21 Aug 2023 Isabelle Dumé
Photo of Ryan Schoell looking at a computer screen in a dark laboratory bathed in red laser light
Studying fatigue cracks at the nanoscale: Sandia National Laboratories researcher Ryan Schoell uses a specialized transmission electron microscope technique developed by Khalid Hattar, Dan Bufford and Chris Barr to study fatigue cracks at the nanoscale. (Courtesy: Craig Fritz, Sandia National Laboratories)

Researchers from Sandia National Laboratories (SNL) and Texas A&M University in the US have observed cracks in a metal becoming shorter. The unexpected finding – cracks normally grow longer – upends theories of fracture in metals and could help in the design of materials that “heal” their own internal damage.

When metals repeatedly undergo stresses and strains, microscopic cracks begin to form. These cracks are a type of fatigue damage, and over time, they grow and spread until they eventually cause the structure to fail – often unpredictably.

Such growth had been assumed to be irreversible, but researchers led by SNL materials scientist and engineer Brad Boyce found that this isn’t necessarily true. In their study, they used a specially modified electron microscope that allowed them to strain nanoscale samples of platinum repeatedly while observing what happens inside them. As expected, they saw nanoscale fatigue cracks appearing early on in the experiment.

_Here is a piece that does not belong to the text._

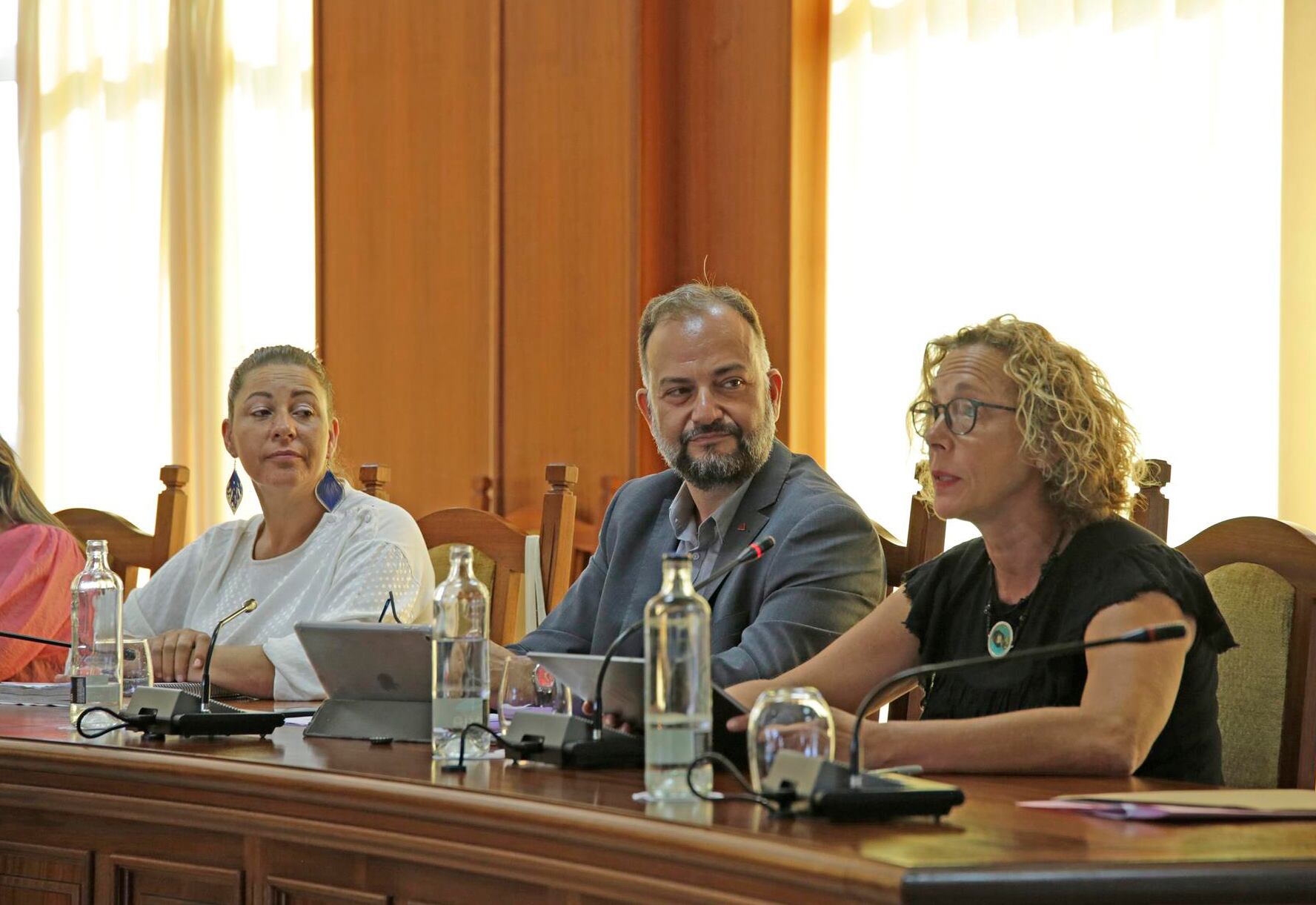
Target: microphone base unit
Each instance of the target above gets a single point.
(568, 741)
(174, 712)
(822, 789)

Unexpectedly, however, they also saw the ends of cracks fusing back together roughly 40 minutes later.

“Cracks were only ever expected to get bigger, not smaller,” Boyce says. “Even some of the basic equations we use to describe crack growth preclude the possibility of such healing processes.”

Crack flank cold welding

The SNL team wasn’t purposefully looking for this effect when the experiment began, but after observing it, members identified the damage reversal process, or “self-healing”, as a form of cold welding that occurs at the flanks of cracks. This effect is induced by a combination of local stress and grain boundary migration, and Michael Demkowicz, a professor of materials science and engineering at Texas A&M, predicted in 2013 that it was possible.

“When the microstructure of the material changes, it can push together the opposing forces of a crack,” Demkowicz explains. “If those faces are clean, they can bond and ‘heal’ via cold welding.”

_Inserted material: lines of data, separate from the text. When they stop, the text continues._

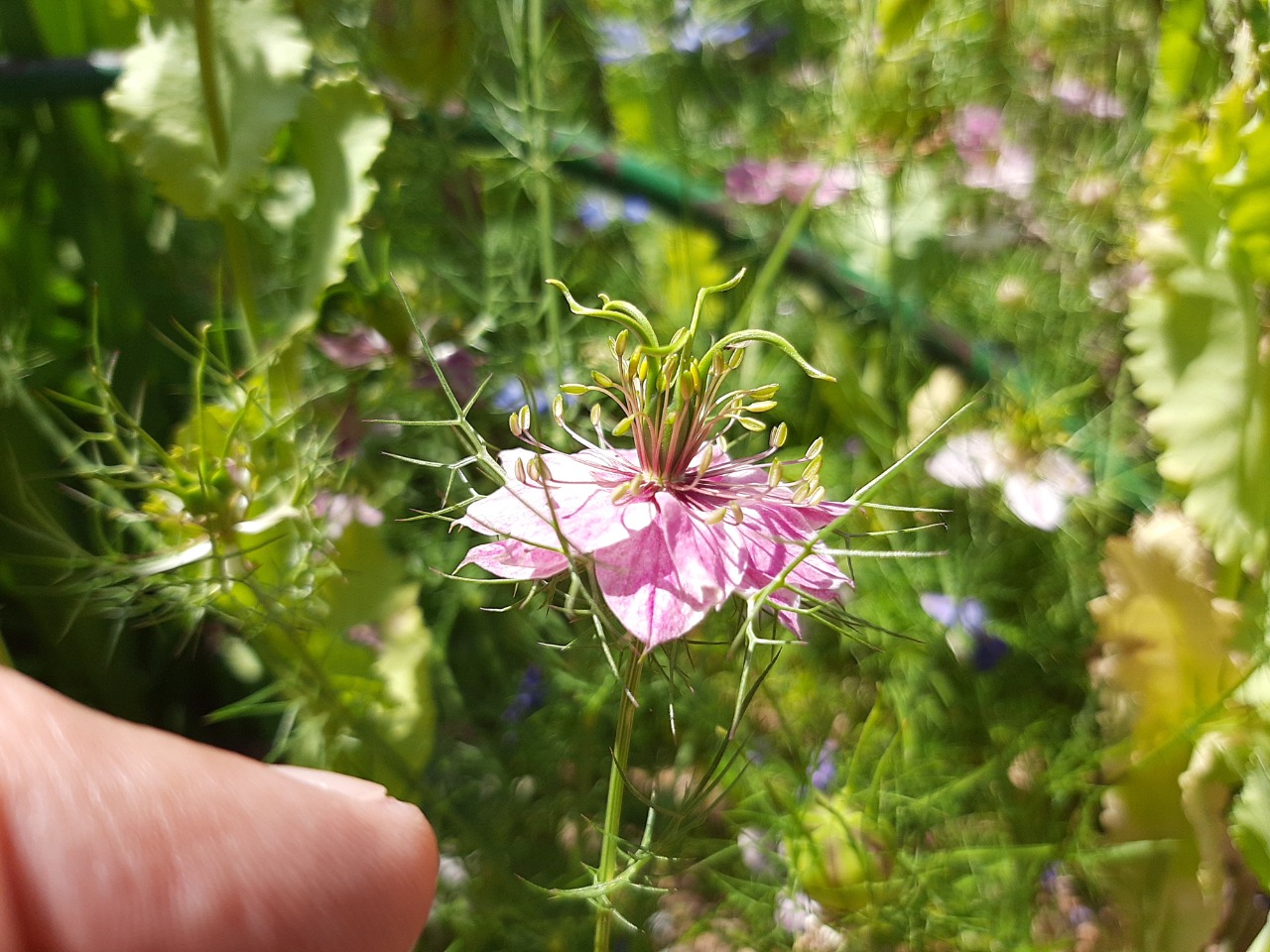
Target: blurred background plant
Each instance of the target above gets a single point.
(226, 223)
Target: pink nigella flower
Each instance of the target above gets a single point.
(674, 527)
(992, 162)
(1037, 486)
(762, 182)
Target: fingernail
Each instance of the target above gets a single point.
(352, 787)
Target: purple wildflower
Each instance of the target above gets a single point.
(341, 511)
(362, 347)
(674, 527)
(1078, 96)
(751, 181)
(992, 162)
(826, 769)
(622, 41)
(598, 209)
(530, 696)
(966, 621)
(1038, 486)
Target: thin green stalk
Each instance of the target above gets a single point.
(235, 238)
(540, 163)
(616, 791)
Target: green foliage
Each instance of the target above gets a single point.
(203, 137)
(1197, 326)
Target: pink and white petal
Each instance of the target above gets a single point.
(1064, 472)
(595, 522)
(708, 558)
(511, 558)
(1037, 502)
(639, 580)
(969, 461)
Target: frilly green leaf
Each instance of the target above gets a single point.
(160, 113)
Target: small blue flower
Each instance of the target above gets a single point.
(530, 696)
(513, 395)
(622, 41)
(597, 209)
(826, 769)
(966, 621)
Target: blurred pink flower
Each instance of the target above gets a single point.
(751, 181)
(976, 132)
(1012, 173)
(1037, 486)
(1078, 96)
(992, 162)
(362, 347)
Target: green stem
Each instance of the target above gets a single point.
(235, 238)
(540, 163)
(616, 791)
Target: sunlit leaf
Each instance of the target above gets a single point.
(899, 19)
(338, 135)
(1197, 326)
(160, 105)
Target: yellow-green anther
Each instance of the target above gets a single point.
(706, 458)
(689, 386)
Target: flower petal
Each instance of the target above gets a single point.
(1037, 502)
(969, 461)
(512, 558)
(642, 588)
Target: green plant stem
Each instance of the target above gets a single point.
(616, 791)
(540, 162)
(235, 238)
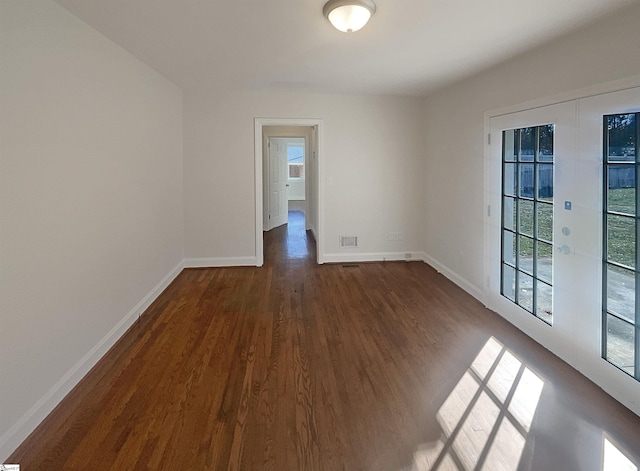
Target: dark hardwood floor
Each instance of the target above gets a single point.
(296, 366)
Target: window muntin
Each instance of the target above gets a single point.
(295, 161)
(620, 313)
(527, 219)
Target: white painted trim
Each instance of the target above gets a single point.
(259, 123)
(212, 262)
(373, 257)
(462, 282)
(599, 89)
(19, 431)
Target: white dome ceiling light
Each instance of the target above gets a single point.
(349, 15)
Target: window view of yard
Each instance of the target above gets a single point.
(620, 342)
(527, 208)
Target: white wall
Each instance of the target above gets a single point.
(304, 132)
(454, 130)
(91, 205)
(372, 150)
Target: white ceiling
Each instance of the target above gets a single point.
(408, 48)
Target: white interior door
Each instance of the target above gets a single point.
(606, 353)
(278, 206)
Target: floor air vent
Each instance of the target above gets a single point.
(348, 241)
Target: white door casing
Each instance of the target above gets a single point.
(278, 206)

While researchers have fabricated self-healing materials before, these have mainly been made of plastic, not metal. Demkowicz, however, calculated that under certain conditions, metals should be able to weld shut cracks created by fatigue damage. “It proved difficult to come up with an experiment that could test my prediction, but the SNL researchers, who were in fact working on understanding general damage evolution, serendipitously ended up observing the process that I’d theorized.”

In the near term, Demkowicz tells Physics World that the team’s findings will help improve theories of fractures in metals. In the longer term, they might lead to new strategies for designing metals that resist damage.

For this study, which is detailed in Nature, the researchers performed their measurements in a vacuum, so it is unclear whether the crack healing can also occur in air. The researchers would now like to find out if this is possible.